Parents are role models, whether they like it or not. When children see their father and mother behave like beasts, they learn fear instead of security, aggression instead of dialogue, trauma instead of trust. This must be said plainly: a man has a higher burden of restraint in the home. Headship is not volume. It is not fists. It is not intimidation. It is responsibility.
*WHAT MUST A HUSBAND DO TO PREVENT ARGUMENTS FROM BECOMING OPEN FIGHTS?*
First, he must master himself. A man who cannot control his anger cannot lead a home. Silence is sometimes leadership. Walking away is sometimes victory.
Second, he must de-escalate, not dominate. When voices rise, he must lower his. When emotions burn, he must cool the space. Strength is shown in restraint, not retaliation.
Third, he must know when to pause the conversation. No issue is so urgent that it must be resolved in rage. “Let us talk later” can save a marriage.
Fourth, he must protect the dignity of his wife, even in disagreement. Once respect is lost, violence is only a step away.
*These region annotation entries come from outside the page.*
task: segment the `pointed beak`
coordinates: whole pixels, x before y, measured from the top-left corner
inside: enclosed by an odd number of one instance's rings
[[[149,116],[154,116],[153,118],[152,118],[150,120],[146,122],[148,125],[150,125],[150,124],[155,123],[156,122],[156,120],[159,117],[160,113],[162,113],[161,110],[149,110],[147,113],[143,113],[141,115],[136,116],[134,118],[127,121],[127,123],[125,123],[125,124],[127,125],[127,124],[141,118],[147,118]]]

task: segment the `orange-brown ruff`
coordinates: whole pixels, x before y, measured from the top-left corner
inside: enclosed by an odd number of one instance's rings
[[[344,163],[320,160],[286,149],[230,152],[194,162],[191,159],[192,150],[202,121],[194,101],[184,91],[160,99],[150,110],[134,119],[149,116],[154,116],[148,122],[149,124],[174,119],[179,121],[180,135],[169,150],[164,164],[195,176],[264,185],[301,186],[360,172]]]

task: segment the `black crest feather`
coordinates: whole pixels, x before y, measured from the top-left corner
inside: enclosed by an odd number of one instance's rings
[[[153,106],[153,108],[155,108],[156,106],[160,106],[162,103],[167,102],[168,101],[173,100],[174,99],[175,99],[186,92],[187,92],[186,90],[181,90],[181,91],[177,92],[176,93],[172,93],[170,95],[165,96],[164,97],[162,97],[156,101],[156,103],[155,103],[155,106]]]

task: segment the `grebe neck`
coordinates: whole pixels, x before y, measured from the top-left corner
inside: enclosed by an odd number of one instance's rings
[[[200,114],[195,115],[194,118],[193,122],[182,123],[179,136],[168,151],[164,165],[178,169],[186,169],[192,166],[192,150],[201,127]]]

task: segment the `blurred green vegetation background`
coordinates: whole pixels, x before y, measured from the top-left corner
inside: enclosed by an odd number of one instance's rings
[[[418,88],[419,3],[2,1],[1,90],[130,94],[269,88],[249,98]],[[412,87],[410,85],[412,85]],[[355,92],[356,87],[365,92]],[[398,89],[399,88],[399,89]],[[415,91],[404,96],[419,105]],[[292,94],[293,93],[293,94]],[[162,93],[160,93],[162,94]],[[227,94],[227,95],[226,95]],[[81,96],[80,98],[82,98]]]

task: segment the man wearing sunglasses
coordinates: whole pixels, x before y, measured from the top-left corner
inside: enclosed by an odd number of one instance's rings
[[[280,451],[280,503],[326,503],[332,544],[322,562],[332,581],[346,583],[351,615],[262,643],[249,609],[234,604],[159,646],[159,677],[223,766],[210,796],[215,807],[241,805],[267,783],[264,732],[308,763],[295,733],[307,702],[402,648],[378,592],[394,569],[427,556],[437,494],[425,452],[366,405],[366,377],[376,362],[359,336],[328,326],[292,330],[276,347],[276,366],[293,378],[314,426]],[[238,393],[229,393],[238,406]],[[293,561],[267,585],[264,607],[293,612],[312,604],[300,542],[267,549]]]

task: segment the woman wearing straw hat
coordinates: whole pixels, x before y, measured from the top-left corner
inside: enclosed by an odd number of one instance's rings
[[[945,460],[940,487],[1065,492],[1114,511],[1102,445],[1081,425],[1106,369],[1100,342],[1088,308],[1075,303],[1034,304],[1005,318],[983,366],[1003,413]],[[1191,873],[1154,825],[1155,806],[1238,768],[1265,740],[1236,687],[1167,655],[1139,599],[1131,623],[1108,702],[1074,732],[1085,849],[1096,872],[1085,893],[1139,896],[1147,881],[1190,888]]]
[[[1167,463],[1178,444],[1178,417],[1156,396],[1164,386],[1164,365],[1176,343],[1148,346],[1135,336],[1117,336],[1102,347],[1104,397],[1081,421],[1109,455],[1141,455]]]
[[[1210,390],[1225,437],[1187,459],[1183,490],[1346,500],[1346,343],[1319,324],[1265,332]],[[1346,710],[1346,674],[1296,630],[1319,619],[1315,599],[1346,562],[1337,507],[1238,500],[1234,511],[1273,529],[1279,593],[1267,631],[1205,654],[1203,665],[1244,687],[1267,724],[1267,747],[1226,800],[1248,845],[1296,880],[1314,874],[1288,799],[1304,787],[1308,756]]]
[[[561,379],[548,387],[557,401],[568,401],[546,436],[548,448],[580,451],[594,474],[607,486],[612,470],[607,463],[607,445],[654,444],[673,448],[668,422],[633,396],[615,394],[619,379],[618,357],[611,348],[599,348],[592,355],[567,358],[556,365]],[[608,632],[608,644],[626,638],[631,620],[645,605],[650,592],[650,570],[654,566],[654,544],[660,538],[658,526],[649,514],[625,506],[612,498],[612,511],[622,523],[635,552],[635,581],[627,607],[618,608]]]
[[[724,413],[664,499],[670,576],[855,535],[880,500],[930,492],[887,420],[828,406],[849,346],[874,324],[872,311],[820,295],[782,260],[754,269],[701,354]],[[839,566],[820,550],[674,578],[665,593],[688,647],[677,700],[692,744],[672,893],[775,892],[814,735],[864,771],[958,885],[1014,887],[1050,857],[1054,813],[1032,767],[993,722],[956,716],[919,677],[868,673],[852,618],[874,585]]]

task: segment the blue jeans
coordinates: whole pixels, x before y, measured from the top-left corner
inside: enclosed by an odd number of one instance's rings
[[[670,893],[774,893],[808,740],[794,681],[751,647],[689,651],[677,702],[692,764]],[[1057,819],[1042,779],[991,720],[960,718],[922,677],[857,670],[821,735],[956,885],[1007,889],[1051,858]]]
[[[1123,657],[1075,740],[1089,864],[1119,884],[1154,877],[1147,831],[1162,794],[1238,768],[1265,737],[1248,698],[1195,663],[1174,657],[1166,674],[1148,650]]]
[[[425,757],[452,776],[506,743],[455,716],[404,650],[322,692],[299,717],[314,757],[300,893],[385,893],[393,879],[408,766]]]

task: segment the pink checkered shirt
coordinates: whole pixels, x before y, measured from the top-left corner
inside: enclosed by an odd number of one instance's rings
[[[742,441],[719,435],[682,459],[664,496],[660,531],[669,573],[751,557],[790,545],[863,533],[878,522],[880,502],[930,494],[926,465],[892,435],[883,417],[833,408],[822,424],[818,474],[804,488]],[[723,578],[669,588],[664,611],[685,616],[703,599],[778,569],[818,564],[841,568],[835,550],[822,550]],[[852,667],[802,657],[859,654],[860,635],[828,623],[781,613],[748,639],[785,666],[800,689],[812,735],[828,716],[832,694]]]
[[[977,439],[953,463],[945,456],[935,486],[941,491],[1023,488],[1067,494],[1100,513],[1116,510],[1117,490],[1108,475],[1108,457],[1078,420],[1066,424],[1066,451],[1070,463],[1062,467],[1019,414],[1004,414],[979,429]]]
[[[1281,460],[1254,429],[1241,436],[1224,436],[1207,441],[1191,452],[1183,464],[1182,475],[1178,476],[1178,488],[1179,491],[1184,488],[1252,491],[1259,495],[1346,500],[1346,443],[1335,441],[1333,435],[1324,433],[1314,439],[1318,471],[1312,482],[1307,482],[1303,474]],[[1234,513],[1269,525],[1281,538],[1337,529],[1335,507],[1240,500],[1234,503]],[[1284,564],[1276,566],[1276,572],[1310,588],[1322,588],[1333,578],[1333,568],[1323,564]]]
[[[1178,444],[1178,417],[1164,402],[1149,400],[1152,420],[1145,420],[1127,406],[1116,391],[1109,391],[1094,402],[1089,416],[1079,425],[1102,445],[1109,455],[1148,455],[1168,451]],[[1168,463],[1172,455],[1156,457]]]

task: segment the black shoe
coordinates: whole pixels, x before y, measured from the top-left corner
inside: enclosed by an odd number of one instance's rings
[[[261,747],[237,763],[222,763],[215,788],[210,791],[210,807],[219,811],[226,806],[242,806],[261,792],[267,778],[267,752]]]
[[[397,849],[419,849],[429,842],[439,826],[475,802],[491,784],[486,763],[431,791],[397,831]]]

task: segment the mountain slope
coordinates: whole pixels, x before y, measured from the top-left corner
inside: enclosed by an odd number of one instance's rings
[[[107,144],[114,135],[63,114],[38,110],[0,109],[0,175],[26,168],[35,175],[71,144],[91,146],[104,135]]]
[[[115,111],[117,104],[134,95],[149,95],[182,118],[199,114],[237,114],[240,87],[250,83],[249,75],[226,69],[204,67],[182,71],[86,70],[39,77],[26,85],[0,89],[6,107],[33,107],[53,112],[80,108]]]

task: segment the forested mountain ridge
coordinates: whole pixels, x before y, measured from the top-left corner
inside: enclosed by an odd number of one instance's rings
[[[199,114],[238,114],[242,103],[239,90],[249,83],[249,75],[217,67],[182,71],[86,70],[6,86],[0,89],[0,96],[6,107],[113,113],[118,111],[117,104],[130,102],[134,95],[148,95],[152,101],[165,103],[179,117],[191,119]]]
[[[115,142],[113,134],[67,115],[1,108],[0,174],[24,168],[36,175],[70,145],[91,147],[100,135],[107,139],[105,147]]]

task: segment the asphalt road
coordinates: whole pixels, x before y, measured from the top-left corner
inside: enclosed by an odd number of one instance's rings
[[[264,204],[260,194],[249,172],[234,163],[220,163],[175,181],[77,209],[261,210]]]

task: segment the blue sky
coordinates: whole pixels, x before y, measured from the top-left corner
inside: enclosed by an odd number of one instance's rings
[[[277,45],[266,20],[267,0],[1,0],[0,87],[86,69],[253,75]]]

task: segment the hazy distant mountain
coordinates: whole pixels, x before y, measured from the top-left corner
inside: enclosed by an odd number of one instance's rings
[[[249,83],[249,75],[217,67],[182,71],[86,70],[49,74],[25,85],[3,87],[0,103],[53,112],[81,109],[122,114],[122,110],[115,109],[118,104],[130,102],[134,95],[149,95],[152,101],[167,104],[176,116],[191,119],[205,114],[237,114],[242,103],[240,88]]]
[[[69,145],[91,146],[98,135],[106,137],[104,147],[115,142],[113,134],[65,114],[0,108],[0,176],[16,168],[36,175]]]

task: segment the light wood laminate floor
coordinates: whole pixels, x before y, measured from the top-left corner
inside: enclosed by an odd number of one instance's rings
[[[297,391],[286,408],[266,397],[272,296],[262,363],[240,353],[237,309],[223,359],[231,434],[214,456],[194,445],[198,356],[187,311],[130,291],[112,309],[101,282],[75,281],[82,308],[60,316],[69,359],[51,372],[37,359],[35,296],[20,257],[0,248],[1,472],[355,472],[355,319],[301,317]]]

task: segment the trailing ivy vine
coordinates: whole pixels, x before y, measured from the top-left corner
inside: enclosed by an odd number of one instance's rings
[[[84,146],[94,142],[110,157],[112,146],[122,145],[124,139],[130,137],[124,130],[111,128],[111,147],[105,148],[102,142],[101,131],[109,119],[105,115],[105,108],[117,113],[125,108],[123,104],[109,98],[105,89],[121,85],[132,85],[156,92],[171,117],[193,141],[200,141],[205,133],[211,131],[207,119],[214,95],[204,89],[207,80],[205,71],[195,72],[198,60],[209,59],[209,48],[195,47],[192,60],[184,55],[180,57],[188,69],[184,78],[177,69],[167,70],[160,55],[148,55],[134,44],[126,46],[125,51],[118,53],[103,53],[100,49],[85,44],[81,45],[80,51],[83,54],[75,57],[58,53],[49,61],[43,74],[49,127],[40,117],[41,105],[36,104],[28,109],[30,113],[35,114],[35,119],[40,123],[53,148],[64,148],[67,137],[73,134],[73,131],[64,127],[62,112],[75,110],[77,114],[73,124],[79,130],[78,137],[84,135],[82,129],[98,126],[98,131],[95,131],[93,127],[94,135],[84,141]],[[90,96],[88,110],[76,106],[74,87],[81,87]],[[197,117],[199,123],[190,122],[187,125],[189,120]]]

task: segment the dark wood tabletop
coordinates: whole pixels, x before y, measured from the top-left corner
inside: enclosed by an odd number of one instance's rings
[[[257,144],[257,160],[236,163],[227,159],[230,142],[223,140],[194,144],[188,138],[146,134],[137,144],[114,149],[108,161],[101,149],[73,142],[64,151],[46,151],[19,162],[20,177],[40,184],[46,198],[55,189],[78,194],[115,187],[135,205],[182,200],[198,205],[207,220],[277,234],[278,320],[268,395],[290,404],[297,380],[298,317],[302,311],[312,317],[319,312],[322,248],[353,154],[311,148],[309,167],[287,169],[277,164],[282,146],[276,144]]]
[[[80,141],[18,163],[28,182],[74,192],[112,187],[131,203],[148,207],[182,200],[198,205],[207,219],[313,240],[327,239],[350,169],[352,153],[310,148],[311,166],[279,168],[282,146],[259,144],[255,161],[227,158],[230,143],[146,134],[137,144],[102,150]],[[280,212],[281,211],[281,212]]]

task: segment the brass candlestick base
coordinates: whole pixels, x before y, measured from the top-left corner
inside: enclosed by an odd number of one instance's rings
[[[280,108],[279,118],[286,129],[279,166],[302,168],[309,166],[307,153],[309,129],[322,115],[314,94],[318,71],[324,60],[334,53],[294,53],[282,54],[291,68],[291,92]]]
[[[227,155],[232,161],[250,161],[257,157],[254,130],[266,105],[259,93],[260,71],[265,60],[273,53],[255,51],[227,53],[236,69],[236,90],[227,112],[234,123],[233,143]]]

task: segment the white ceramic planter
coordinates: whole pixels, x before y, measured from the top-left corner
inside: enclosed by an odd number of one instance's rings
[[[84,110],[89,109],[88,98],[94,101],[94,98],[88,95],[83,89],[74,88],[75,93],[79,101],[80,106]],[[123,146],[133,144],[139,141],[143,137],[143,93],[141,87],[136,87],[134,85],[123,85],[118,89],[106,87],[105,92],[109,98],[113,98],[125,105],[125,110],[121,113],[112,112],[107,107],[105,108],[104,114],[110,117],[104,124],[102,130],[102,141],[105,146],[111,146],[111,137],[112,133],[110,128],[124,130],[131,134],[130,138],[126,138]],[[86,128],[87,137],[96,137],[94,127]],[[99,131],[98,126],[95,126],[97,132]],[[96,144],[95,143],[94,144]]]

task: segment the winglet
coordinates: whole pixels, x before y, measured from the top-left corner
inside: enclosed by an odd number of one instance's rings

Finally, he must remember the children. Every argument is a lesson. Every reaction is a sermon. Every outburst leaves a mark. Marriage is not a boxing ring. The home is not a battleground. Love cannot survive where anger is constantly given the right of way.
If we do not relearn forgiveness, respect, patience, and emotional discipline, we will keep producing broken homes filled with living strangers, and wounded children who will one day repeat what they saw. What a marriage? Or rather, what have we allowed marriage to become?